“When are you people going to learn? It’s not about who’s right or wrong. No denomination’s nailed it yet, and they never will because they’re all too self-righteous to realize that it doesn’t matter what you have faith in, just that you have faith. Your hearts are in the right place, but your brains need to wake up.” — Serendipity, Dogma (1999)
It may seem that Anglicans are merely the quieter, more modest cousins of Catholics. Many have even referred to Anglicanism as “Catholic Lite.” It may be true that Anglicans tend to be more modest and quiet than their older and somewhat close minded siblings in the Catholic Church, but do not mistake quiet for cowardice.
For over two decades the Anglican Church has been struggling with an internal conflict over the rights of gay, lesbian, bisexual and transgendered members of the church to be fully and wholly able to participate in all the rites and offices of the church. This rift has resulted in the formation of splinter sects whose goal is to either reunite with the Romish church, or at the least have some sort of strengthened relations with them.
CNN reported that “the number of Anglicans wishing to join the Catholic Church has increased in recent years as the Anglican Church has welcomed the ordination of women and openly gay clergy and blessed homosexual partnerships,” according to Cardinal William Joseph Levada, the head of the Vatican’s Congregation for the Doctrine of the Faith.
Is that really something for average Anglicans like myself to worry about? Well, yes and no. Yes, any time a church loses members it is concerning — not only concerning in the financial sense, but also in the sense that we have been unable to make a loving connection with brothers and sisters who we were in disagreement with.
On the no side, we can honestly say that if someone is unable to accept all members of the church, as Christ would have them do, then perhaps it is for the best that they take that intolerance elsewhere so the rest of us can get on with the pursuit of a more egalitarian form of Christianity. It is not easy to do this, but I cannot allow people to use hatefulness and bigotry to continue to twist the word of God to fit their own intolerant views.
I don’t think Christ supports the exclusion of our LGBT* and female members from fully expressing their love for each other and their God. I think he would walk into the churches of hate and exclusion, particularly the Vatican, and turn over not only the tables — like in the temple of Jerusalem — but would also speak out against the perversion of his word by bishops and popes and clergy over the last century. Living a life in the spirit of Christ, in my opinion, does not mean telling others what to do. It does not mean following 4,000-year old laws and flaunting science because it makes you examine your faith.
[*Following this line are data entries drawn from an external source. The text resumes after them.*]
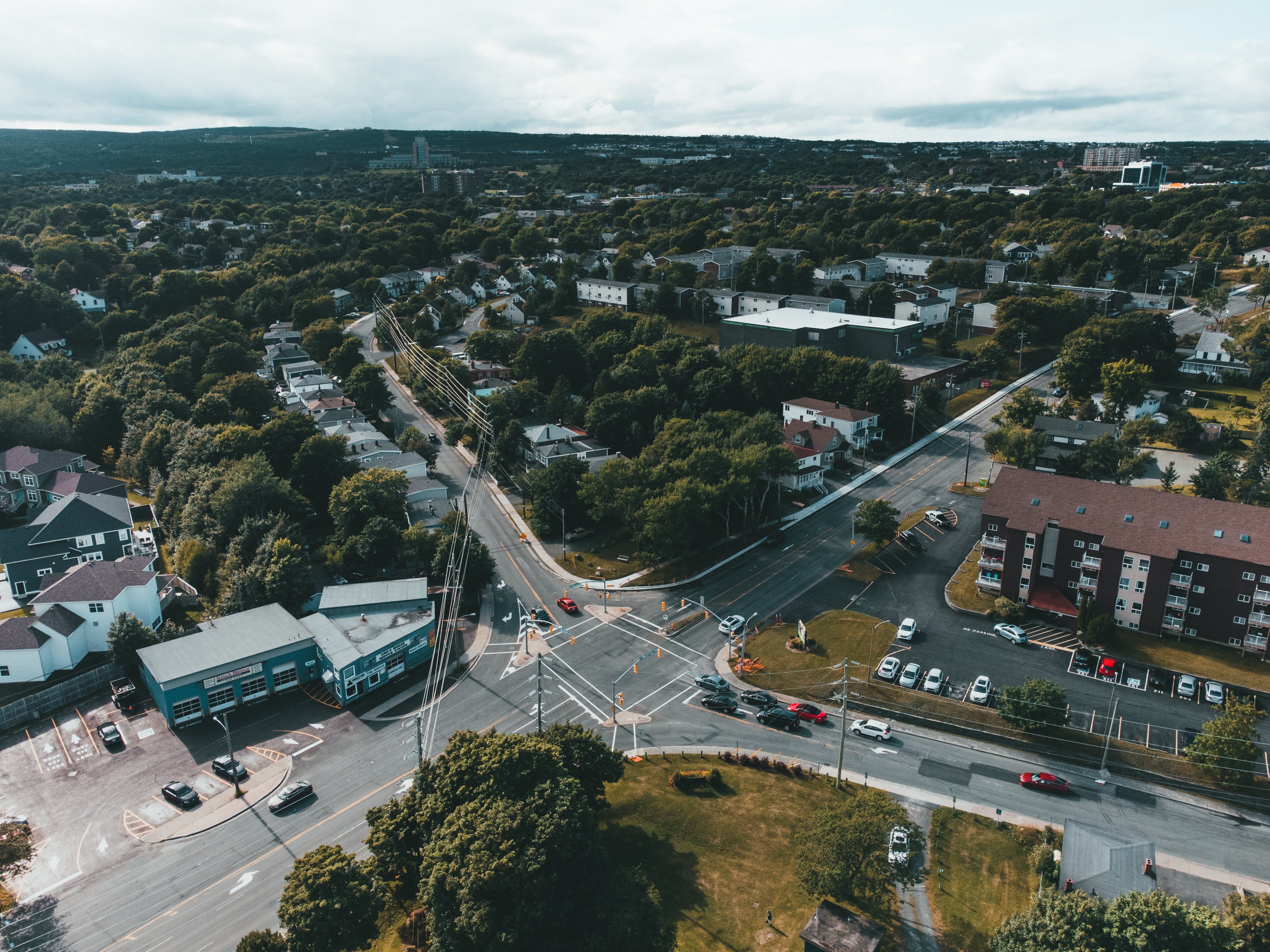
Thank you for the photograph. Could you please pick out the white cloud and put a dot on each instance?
(817, 70)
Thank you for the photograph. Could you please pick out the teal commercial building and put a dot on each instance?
(361, 639)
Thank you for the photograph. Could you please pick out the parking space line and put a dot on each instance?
(34, 751)
(87, 732)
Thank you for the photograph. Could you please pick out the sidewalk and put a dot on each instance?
(926, 798)
(223, 808)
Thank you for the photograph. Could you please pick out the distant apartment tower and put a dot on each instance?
(1112, 157)
(458, 182)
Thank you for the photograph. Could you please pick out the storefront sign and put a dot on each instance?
(232, 676)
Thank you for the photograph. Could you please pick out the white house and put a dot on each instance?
(39, 345)
(74, 611)
(88, 303)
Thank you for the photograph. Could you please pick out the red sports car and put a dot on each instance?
(1047, 783)
(808, 713)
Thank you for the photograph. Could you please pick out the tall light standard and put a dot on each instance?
(229, 744)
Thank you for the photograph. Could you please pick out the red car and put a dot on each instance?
(1047, 783)
(808, 713)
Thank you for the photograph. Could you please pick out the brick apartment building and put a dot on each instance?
(1159, 563)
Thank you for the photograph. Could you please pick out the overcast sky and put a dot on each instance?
(907, 72)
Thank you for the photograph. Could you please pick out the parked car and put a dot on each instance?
(290, 795)
(888, 670)
(1046, 783)
(897, 852)
(779, 718)
(1083, 662)
(981, 691)
(229, 769)
(1010, 633)
(180, 794)
(869, 728)
(713, 684)
(808, 713)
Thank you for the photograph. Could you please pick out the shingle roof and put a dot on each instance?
(21, 635)
(97, 582)
(1192, 521)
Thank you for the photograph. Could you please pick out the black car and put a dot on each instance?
(180, 794)
(779, 718)
(721, 703)
(1083, 662)
(290, 795)
(110, 734)
(229, 769)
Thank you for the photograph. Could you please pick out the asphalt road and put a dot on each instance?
(206, 892)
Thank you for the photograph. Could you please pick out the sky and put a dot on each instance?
(930, 72)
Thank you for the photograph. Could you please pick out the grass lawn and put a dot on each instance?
(721, 859)
(1205, 659)
(962, 591)
(987, 878)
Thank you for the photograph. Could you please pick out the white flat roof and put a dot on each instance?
(796, 318)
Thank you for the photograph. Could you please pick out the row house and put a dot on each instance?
(1158, 563)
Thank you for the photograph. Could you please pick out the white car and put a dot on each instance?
(899, 851)
(934, 682)
(878, 731)
(1010, 633)
(981, 691)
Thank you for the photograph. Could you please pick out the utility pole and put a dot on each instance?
(843, 717)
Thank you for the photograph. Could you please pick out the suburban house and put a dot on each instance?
(858, 427)
(601, 293)
(1160, 563)
(88, 301)
(79, 529)
(1212, 360)
(41, 477)
(1064, 435)
(552, 442)
(39, 345)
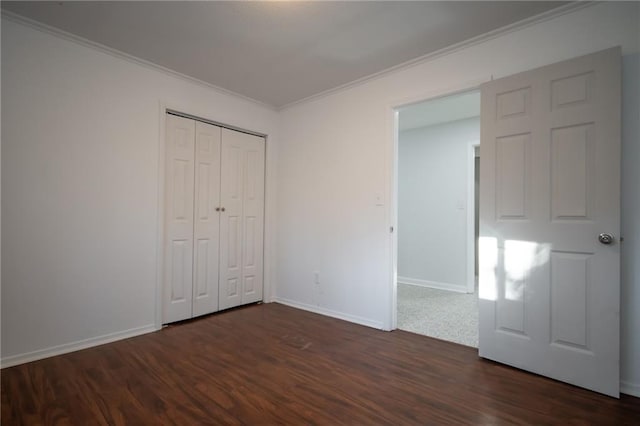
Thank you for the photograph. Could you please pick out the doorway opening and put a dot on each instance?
(437, 205)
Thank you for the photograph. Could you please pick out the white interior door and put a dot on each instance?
(241, 221)
(550, 182)
(206, 219)
(252, 219)
(178, 232)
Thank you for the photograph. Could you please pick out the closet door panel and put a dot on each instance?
(232, 171)
(253, 220)
(178, 229)
(206, 219)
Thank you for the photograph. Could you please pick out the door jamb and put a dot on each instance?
(471, 223)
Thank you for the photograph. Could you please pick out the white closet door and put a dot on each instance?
(241, 223)
(206, 219)
(253, 219)
(178, 232)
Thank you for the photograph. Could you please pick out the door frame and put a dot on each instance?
(471, 215)
(269, 224)
(391, 323)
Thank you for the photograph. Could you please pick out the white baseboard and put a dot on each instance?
(629, 388)
(432, 284)
(12, 360)
(330, 313)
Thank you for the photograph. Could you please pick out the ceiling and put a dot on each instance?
(278, 52)
(440, 110)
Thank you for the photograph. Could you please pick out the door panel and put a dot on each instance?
(178, 245)
(242, 222)
(253, 220)
(550, 178)
(233, 148)
(207, 219)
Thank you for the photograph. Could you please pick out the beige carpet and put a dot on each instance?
(441, 314)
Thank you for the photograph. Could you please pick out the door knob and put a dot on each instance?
(605, 238)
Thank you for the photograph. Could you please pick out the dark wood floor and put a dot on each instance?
(271, 364)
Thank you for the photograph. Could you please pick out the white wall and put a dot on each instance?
(80, 142)
(433, 182)
(335, 156)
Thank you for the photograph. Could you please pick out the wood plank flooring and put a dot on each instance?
(271, 364)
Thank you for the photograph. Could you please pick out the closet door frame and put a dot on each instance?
(187, 112)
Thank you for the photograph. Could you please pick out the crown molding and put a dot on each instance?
(542, 17)
(516, 26)
(57, 32)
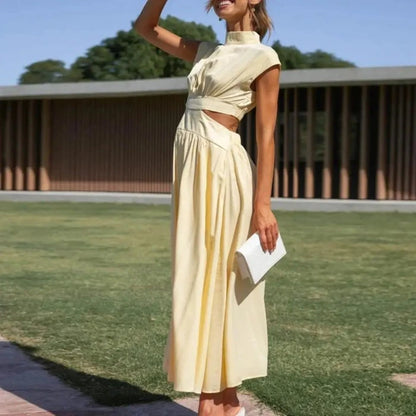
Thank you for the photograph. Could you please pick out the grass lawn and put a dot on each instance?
(85, 288)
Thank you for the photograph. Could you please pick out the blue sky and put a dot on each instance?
(366, 32)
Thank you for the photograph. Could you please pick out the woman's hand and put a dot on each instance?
(264, 222)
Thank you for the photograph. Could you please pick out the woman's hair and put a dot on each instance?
(261, 20)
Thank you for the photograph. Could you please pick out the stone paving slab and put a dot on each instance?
(28, 389)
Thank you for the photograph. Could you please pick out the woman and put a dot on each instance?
(218, 333)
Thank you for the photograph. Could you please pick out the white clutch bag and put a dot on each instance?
(253, 262)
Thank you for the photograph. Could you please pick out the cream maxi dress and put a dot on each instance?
(218, 332)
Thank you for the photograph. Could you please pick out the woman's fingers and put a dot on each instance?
(268, 238)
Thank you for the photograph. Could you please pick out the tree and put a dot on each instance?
(292, 58)
(129, 56)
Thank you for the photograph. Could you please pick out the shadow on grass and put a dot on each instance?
(23, 374)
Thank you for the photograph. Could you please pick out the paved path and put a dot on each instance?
(28, 389)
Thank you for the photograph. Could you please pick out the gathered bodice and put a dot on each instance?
(222, 74)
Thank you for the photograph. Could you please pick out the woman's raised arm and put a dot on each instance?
(147, 25)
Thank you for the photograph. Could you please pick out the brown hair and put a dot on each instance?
(261, 20)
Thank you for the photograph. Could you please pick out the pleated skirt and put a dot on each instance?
(218, 331)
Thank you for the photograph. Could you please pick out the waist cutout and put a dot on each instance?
(197, 121)
(214, 104)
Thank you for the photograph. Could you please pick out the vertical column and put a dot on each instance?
(362, 173)
(7, 167)
(399, 153)
(413, 163)
(345, 134)
(31, 146)
(392, 141)
(407, 144)
(277, 155)
(296, 144)
(327, 171)
(381, 146)
(44, 181)
(309, 171)
(286, 146)
(18, 167)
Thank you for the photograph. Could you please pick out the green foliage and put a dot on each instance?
(292, 58)
(128, 55)
(124, 56)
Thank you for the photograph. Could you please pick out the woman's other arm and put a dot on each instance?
(263, 219)
(147, 25)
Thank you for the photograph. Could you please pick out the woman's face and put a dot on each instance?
(231, 10)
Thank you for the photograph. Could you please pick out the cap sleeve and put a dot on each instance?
(204, 49)
(267, 59)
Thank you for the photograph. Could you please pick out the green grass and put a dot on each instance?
(85, 289)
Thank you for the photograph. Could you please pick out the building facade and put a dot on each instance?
(341, 133)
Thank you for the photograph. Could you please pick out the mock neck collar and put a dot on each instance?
(242, 36)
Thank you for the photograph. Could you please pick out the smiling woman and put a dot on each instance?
(218, 334)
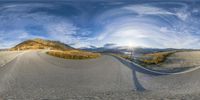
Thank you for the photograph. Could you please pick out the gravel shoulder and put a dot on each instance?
(37, 76)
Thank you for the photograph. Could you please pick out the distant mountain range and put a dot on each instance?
(128, 50)
(41, 44)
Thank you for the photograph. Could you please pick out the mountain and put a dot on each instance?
(137, 51)
(41, 44)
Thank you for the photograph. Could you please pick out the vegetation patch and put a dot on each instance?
(73, 54)
(155, 58)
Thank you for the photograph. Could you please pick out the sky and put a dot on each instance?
(139, 23)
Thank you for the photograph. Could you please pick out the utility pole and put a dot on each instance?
(131, 50)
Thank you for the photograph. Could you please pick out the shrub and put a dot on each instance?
(73, 54)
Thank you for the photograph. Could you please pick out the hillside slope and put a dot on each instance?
(41, 44)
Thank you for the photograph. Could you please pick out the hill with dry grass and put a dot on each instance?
(41, 44)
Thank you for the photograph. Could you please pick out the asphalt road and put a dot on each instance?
(35, 75)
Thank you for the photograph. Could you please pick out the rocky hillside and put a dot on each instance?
(41, 44)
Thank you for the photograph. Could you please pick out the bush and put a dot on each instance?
(73, 54)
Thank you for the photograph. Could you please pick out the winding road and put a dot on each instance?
(33, 74)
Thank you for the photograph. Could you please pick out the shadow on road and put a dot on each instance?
(135, 69)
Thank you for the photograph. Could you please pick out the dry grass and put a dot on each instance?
(155, 58)
(73, 54)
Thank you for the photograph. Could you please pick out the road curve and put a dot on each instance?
(37, 75)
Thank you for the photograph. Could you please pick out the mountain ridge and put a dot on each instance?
(38, 43)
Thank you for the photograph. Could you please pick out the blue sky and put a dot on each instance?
(140, 23)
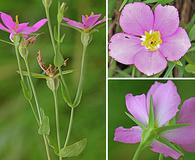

Being Christian, to me, means living your life as closely as possible to the Jesus that is written about “pre-Easter”; before rising from the dead. It is about accepting the fact that what you are told may not be what actually is. It is a life of curiosity and of constantly questioning your beliefs to see if they actually are your beliefs. It is about accepting people whose views, gender, politics or sexual orientation may differ from yours.
If every time someone challenges your faith you feel the need to trot out some arcane law from Abraham, then I think you are not living as Christ would have you live. If, when you are challenged by a member of your own faith, you feel the need to take your ball and leave, then I think you have missed the point.
If you are open to listening and rationally discussing questions of faith and are willing to participate in that faith, even with those with whom you disagree, then you are closer to what Christ intended than those whose only defense is dogma and blind obedience.
Stephen Milner is a mature student studying sociology.